Defer pandas import on worker in P2P shuffle #5695

gjoseph92 · 2022-01-24T22:02:03Z

In #5688, we discovered that #5520 was increasing worker unmanaged memory usage by ~10MiB at startup (on my mac). I suspect that this came from importing pandas.

The shuffle extension already worked if pandas wasn't available: it just wouldn't install itself on the worker. However, to check if pandas was available, it was importing pandas—so if pandas was available, every worker would have to spend the time and memory to import pandas at startup, even if it wasn't used at all.

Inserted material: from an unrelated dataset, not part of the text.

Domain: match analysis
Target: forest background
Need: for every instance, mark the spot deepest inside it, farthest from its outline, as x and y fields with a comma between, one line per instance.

With this PR, all use of pandas is deferred. There's also now an explicit test that importing the shuffle does not import pandas.

Tests added / passed
Passes pre-commit run --all-files

In dask#5688, we discovered that dask#5520 was increasing worker unmanaged memory usage by ~10MiB at startup (on my mac). I suspect that this came from importing pandas. The shuffle extension already worked if pandas wasn't available: it just wouldn't install itself on the worker. However, to check if pandas was available, it was importing pandas—so if pandas _was_ available, every worker would have to spend the time and memory to import it at startup, even if it wasn't used at all. With this PR, all use of pandas is deferred. There's also now an explicit test that importing the shuffle does not import pandas.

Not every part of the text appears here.